In this witty and revealing book, Simon Briscoe and Hugh Aldersey-Williams strip away the hysteria that surrounds over forty of today's most common scare stories, from overpopulation and murder rates to fish shortages and obesity levels, and show the extraordinary extent to which statistics are manipulated or misrepresented by vested interests and the media, eager to exploit our fears. And most importantly they offer a toolkit for skepticism—ways of helping readers sort out what really is worth panicking about from the stuff that really isn't.
PUBLISHERS WEEKLY
Briscoe, the statistics editor at The Financial Times, and science writer Aldersey-Williams (The Most Beautiful Molecule) join forces for a wide-ranging appeal to "worry less" in about public health, social policy, terrorists, declining resources and other sources of media-generated hysteria (except for earthquakes and cars, which we could stand to worry about more).

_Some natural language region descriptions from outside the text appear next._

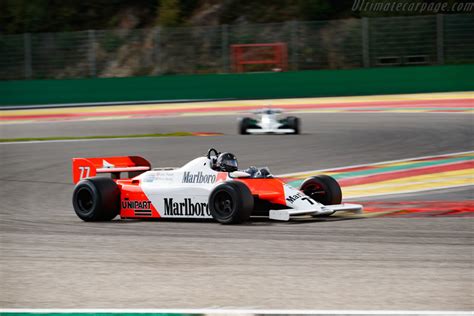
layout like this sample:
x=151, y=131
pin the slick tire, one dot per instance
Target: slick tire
x=231, y=203
x=294, y=123
x=244, y=124
x=323, y=189
x=96, y=199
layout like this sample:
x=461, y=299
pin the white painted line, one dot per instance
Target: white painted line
x=88, y=104
x=81, y=140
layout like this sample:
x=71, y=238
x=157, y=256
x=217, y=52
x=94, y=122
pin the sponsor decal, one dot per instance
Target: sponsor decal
x=148, y=177
x=199, y=177
x=164, y=176
x=293, y=198
x=136, y=205
x=186, y=208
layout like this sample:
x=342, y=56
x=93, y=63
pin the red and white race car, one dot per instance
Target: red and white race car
x=206, y=187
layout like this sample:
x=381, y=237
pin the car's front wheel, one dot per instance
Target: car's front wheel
x=96, y=199
x=231, y=203
x=294, y=123
x=323, y=189
x=244, y=124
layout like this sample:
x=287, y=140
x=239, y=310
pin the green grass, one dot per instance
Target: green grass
x=26, y=139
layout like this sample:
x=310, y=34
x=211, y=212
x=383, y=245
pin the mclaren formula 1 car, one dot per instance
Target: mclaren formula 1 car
x=267, y=122
x=199, y=189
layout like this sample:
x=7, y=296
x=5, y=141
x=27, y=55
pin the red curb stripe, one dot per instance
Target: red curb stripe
x=405, y=173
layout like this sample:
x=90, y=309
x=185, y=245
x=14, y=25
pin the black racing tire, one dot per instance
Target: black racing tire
x=96, y=199
x=293, y=123
x=244, y=124
x=231, y=203
x=323, y=189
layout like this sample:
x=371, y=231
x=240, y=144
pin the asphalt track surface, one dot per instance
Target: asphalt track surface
x=49, y=258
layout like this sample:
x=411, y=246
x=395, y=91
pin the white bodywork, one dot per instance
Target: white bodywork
x=268, y=121
x=184, y=192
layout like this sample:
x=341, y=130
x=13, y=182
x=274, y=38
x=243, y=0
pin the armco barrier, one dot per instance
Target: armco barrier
x=241, y=86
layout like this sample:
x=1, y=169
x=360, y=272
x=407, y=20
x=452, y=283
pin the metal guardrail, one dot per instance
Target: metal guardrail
x=332, y=44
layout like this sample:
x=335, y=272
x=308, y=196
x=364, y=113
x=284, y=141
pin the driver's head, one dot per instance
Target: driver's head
x=227, y=162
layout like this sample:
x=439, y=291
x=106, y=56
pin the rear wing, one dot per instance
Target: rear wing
x=90, y=167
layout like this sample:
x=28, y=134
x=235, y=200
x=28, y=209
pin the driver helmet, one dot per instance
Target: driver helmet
x=227, y=162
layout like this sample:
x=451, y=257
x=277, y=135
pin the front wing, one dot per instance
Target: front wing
x=284, y=215
x=270, y=131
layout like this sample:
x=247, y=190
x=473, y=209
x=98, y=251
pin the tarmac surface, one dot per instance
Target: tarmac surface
x=51, y=259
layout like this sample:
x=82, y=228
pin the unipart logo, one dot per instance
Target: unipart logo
x=293, y=198
x=136, y=205
x=186, y=208
x=199, y=177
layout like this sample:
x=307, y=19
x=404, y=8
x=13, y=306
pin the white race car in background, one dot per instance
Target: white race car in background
x=269, y=123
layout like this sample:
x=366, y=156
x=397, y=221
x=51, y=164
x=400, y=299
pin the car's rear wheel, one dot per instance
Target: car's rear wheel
x=96, y=199
x=294, y=123
x=323, y=189
x=231, y=203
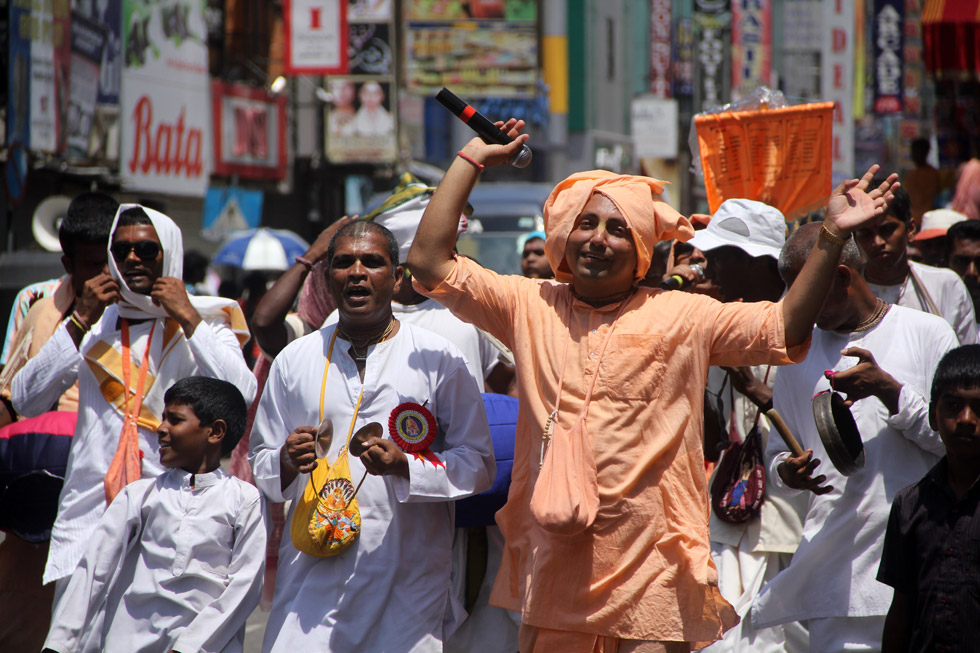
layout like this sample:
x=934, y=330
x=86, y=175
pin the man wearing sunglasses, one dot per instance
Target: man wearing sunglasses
x=133, y=327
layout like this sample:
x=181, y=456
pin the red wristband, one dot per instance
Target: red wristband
x=466, y=157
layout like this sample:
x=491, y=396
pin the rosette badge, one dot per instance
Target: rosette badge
x=413, y=428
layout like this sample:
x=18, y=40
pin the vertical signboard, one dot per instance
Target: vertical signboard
x=316, y=36
x=712, y=45
x=660, y=48
x=751, y=45
x=837, y=82
x=165, y=144
x=887, y=43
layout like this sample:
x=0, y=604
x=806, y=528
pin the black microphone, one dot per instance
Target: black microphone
x=676, y=281
x=485, y=129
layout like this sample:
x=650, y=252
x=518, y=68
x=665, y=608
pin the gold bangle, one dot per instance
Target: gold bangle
x=830, y=236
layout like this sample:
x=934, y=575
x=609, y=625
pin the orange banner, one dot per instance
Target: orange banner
x=778, y=156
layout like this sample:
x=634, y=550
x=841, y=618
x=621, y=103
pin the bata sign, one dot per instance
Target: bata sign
x=162, y=148
x=165, y=117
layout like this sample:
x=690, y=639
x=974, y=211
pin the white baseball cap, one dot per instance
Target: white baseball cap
x=755, y=228
x=936, y=223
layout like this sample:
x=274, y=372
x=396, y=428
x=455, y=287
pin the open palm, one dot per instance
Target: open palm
x=852, y=204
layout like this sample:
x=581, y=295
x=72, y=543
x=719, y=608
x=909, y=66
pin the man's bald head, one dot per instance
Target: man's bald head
x=799, y=245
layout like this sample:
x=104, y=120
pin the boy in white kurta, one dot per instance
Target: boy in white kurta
x=176, y=562
x=390, y=590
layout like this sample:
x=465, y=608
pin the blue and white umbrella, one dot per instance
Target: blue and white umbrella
x=261, y=249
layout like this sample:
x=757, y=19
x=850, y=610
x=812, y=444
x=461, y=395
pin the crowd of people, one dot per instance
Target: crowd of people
x=666, y=483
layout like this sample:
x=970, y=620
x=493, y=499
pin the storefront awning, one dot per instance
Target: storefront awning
x=951, y=35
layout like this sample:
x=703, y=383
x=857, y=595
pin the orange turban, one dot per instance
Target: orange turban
x=637, y=198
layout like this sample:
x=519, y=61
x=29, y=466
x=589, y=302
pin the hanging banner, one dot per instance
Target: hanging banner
x=837, y=82
x=88, y=40
x=777, y=156
x=660, y=48
x=47, y=27
x=712, y=43
x=165, y=145
x=19, y=76
x=887, y=40
x=316, y=36
x=249, y=131
x=751, y=46
x=684, y=58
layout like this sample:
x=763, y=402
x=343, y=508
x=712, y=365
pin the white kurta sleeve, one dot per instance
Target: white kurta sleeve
x=223, y=618
x=467, y=453
x=41, y=382
x=912, y=421
x=116, y=535
x=269, y=433
x=217, y=352
x=776, y=450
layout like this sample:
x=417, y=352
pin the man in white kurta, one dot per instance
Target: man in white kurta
x=212, y=350
x=391, y=589
x=172, y=566
x=831, y=580
x=946, y=291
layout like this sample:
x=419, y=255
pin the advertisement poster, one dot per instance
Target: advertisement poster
x=837, y=82
x=711, y=60
x=802, y=44
x=369, y=49
x=888, y=46
x=751, y=46
x=779, y=156
x=478, y=48
x=360, y=124
x=88, y=40
x=660, y=52
x=316, y=36
x=249, y=132
x=166, y=127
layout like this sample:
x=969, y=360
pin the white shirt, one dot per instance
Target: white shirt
x=390, y=590
x=171, y=565
x=947, y=291
x=780, y=521
x=212, y=351
x=834, y=569
x=480, y=354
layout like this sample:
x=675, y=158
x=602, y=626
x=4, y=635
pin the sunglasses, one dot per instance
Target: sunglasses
x=146, y=250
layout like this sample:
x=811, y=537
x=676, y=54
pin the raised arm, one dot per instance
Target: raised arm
x=431, y=256
x=268, y=321
x=850, y=206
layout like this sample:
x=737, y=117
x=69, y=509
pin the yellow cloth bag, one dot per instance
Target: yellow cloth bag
x=327, y=521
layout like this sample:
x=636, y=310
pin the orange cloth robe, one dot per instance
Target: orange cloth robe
x=643, y=570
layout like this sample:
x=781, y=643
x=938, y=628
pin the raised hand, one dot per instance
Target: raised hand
x=171, y=294
x=497, y=155
x=318, y=250
x=866, y=379
x=851, y=204
x=797, y=473
x=97, y=293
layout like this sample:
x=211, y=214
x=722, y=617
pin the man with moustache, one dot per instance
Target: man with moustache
x=390, y=589
x=133, y=327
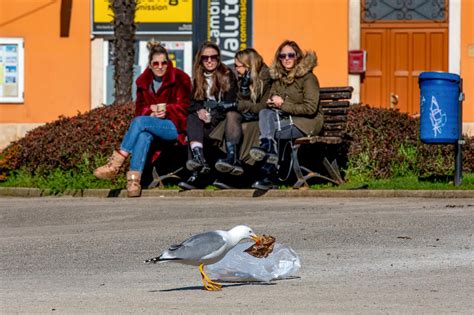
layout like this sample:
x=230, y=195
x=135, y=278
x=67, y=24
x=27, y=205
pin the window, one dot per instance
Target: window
x=404, y=10
x=11, y=70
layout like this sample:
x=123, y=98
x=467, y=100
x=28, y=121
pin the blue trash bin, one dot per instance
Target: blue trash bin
x=440, y=120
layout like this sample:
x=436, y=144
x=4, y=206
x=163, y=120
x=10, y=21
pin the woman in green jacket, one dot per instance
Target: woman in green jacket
x=293, y=107
x=235, y=137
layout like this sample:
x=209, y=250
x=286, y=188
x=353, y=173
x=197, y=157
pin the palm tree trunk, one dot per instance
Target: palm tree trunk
x=124, y=48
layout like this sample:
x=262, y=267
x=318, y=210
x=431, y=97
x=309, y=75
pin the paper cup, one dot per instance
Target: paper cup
x=161, y=107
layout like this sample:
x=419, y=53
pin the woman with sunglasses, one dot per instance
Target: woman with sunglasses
x=214, y=84
x=161, y=110
x=293, y=107
x=254, y=84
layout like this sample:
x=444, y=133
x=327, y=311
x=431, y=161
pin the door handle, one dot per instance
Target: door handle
x=393, y=100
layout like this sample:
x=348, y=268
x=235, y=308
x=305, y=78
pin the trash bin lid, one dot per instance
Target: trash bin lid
x=439, y=76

While these British reporters turn up a few surprises (some demographers now worrying about "negative momentum," when "a shrinking population goes into an every-steeper spiral of decline") and some cheeky bits (the Continent prefers the bidet while Anglo Saxons don't, "the French buy less soap"), many of their themes are well-worn: the "obesity plague," flu scares, environmentalism gone awry, and health scares implicating power lines, cellular phones and genetically engineered foods. Despite some familiarity, Briscoe and Aldersey-Williams demystify a huge list of tricky subject matter with precision and humor.